Вы понимаете всю силу этой последней фразы? Вот идет «светская тусовка». Фраки, обмен колкостями и всяческими bon mot. И даже срочная депеша об угрозе новой европейской войны не может заставить забыть требования этикета. Гостю нельзя не предложить кофе (кстати, кофе подается — и обязательно! — в другой комнате, не там, где проходит завтрак. Тут мне вспомнился и булгаковский кот Бегемот, возражавший Воланду: «Меня нельзя выгонять, я еще кофе не пил»)... Короче, «сплошные светские условности», и ловкость Риббентропов, с помощью милой светской болтовни отнимающих у Англии еще полчаса времени в тот момент, когда скорость дипломатических реакций особенно важна. Но все-таки самое ценное — именно в том потрясающем заключительном фрагменте:
«...Наконец и они откланялись. Больше я никогда не видел Риббентропа, вплоть до того момента, как его повесили».
Конечно, не надо понимать это так, что сэр Черчилль в 1946 году приезжал в Нюрнберг глянуть на повешенного Риббентропа (или на саму процедуру повешенья). Это, конечно, и не напоминание Черчилля о вещах, само собой разумеющихся: 1) во время войны министры Англии и Германии видеться не могли; 2) Риббентроп, как всему миру хорошо известно, входил в первую... «одиннадцатку» повешенных по приговору в Нюрнберге.
Это у Черчилля — само Memento mori — Голос Истории.
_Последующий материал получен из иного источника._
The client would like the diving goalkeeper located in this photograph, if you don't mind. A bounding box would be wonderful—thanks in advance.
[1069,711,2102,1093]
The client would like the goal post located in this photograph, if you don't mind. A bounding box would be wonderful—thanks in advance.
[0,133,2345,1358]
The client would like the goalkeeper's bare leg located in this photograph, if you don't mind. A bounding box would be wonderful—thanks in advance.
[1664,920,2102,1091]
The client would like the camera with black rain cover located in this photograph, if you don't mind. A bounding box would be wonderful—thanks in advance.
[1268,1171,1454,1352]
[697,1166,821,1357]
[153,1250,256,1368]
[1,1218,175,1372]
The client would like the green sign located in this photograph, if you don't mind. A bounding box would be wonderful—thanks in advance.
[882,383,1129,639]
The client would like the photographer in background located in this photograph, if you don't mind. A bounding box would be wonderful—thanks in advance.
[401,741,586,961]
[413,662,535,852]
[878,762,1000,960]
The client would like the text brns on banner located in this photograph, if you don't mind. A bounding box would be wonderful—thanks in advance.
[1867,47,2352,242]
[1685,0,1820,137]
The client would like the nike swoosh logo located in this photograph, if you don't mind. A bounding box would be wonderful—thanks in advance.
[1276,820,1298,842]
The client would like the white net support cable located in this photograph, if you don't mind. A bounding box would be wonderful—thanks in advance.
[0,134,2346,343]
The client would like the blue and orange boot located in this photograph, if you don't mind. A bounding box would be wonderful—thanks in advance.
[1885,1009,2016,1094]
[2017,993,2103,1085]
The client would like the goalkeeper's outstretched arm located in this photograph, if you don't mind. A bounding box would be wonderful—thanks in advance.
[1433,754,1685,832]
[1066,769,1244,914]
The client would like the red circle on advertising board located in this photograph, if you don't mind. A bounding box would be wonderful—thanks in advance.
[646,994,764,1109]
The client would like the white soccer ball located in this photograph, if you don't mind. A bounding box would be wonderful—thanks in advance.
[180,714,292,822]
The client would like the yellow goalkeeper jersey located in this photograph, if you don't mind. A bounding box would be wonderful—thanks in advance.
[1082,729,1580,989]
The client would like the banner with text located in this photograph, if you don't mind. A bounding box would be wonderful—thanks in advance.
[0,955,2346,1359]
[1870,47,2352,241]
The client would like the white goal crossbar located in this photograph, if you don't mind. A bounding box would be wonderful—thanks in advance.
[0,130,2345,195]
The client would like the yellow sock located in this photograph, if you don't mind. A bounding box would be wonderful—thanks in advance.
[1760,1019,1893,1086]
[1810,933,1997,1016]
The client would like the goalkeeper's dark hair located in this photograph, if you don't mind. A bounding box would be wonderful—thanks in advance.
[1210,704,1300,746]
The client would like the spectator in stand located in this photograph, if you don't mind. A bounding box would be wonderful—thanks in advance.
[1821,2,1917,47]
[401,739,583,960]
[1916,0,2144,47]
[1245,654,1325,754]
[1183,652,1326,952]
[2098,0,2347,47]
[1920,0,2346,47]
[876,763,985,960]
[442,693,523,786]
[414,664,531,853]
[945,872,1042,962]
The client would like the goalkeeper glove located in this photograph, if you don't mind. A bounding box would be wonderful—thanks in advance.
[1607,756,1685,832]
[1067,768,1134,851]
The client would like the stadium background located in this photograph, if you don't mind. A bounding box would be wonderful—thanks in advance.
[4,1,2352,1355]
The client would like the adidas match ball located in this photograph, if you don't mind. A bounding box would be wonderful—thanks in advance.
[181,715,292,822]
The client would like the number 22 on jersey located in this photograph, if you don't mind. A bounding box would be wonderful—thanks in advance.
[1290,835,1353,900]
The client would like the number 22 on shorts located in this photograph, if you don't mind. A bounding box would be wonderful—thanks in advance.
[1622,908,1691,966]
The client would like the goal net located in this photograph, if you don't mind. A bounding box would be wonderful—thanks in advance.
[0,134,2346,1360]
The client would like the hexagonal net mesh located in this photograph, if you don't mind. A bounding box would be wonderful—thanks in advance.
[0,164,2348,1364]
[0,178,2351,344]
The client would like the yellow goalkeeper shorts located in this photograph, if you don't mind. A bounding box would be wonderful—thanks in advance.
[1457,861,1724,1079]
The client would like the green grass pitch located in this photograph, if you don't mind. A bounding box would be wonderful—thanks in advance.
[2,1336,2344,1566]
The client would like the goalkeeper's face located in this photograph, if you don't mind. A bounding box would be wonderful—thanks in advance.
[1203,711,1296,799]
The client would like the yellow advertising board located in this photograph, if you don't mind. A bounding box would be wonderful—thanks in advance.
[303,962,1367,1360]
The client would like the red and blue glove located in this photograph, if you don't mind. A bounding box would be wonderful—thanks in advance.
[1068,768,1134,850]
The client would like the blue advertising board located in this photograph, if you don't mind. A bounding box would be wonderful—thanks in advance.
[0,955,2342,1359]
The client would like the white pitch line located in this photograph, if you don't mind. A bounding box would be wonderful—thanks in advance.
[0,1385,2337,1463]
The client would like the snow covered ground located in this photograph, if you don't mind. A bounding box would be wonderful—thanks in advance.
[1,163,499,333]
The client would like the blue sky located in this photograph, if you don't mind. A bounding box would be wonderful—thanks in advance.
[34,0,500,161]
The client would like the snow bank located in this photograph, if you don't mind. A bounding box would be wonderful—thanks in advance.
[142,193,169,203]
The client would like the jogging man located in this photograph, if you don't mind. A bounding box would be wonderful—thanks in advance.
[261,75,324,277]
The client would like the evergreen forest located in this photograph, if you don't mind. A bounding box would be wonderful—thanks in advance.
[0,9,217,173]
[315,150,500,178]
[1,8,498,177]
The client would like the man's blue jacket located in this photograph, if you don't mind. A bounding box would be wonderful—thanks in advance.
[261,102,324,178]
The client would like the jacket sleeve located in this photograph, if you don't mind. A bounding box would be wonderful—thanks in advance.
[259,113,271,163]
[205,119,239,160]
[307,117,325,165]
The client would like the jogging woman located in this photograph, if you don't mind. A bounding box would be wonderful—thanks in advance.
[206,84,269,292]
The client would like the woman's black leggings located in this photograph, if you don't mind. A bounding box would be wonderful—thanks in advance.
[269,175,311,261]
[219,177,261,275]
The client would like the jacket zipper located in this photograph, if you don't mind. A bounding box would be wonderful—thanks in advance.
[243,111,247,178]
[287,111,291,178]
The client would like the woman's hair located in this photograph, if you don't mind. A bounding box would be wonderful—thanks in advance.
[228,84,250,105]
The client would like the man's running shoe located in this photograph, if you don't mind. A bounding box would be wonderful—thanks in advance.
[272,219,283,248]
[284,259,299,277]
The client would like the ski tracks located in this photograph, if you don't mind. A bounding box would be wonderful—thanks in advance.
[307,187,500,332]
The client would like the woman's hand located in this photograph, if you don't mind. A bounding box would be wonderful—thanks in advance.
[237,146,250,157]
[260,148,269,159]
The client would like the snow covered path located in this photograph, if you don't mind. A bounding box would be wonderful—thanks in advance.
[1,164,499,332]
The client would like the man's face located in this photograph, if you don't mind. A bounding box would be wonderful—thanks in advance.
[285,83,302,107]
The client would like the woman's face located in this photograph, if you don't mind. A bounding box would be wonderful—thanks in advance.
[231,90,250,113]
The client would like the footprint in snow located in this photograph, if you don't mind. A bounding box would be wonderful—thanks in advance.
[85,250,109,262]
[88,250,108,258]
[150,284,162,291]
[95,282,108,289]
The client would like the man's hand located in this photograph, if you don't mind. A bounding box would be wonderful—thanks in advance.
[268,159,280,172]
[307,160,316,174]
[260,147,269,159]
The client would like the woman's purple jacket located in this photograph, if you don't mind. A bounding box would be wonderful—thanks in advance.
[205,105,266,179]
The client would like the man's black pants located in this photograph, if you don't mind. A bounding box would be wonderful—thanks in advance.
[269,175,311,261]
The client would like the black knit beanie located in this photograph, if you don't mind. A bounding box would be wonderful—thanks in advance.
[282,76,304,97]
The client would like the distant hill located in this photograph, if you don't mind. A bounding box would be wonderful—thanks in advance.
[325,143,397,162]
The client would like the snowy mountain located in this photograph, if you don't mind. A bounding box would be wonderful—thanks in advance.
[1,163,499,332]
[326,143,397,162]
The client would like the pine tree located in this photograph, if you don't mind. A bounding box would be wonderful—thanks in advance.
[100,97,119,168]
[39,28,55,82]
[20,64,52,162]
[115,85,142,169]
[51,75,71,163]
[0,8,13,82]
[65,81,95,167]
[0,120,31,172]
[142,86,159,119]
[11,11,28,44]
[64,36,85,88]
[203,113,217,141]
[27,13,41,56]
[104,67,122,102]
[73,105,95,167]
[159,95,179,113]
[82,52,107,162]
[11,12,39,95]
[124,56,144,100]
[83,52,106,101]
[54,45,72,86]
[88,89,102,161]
Это мимоходное напоминание, чем окончились светские тусовки у Чемберленов. Внезапное напоминание, вызывающее даже и звуковую ассоциацию: зловещие аккорды — «рука судьбы», стучащаяся в бетховенской сонате. Или энергичный киномонтаж: вот человек во фраке, с чашечкой кофе — и вот он с петлей на шее. Возможно, это подсознательно найденный прием. Ведь Черчилль, постоянно критикуя политику Чемберлена, его близорукое «джентльменство» с Гитлером, ни разу не позволил себе ни одного осуждающего высказывания о личности Чемберлена. Все только о его благородстве, безупречных манерах, безукоризненном владении собой... И вот она, «тяжелая поступь рока»: оказывается, и носителей прекрасных манер, посетителей салонов, случается, вешают.
Этим Memento mori — в адрес всех салонных дипломатов Черчилль очень напоминает Льва Толстого. Граф в «Войне и мире» презрительно смеется не только над безответственностью, но и над бесполезностью всей дипломатии «хорошего тона» перед лицом «Большой войны», саркастически переспрашивая: «...Следовательно, стоило только Меттерниху, Румянцеву или Талейрану, между выходом и раутом, хорошенько постараться и написать поискуснее бумажку... и войны бы не было?»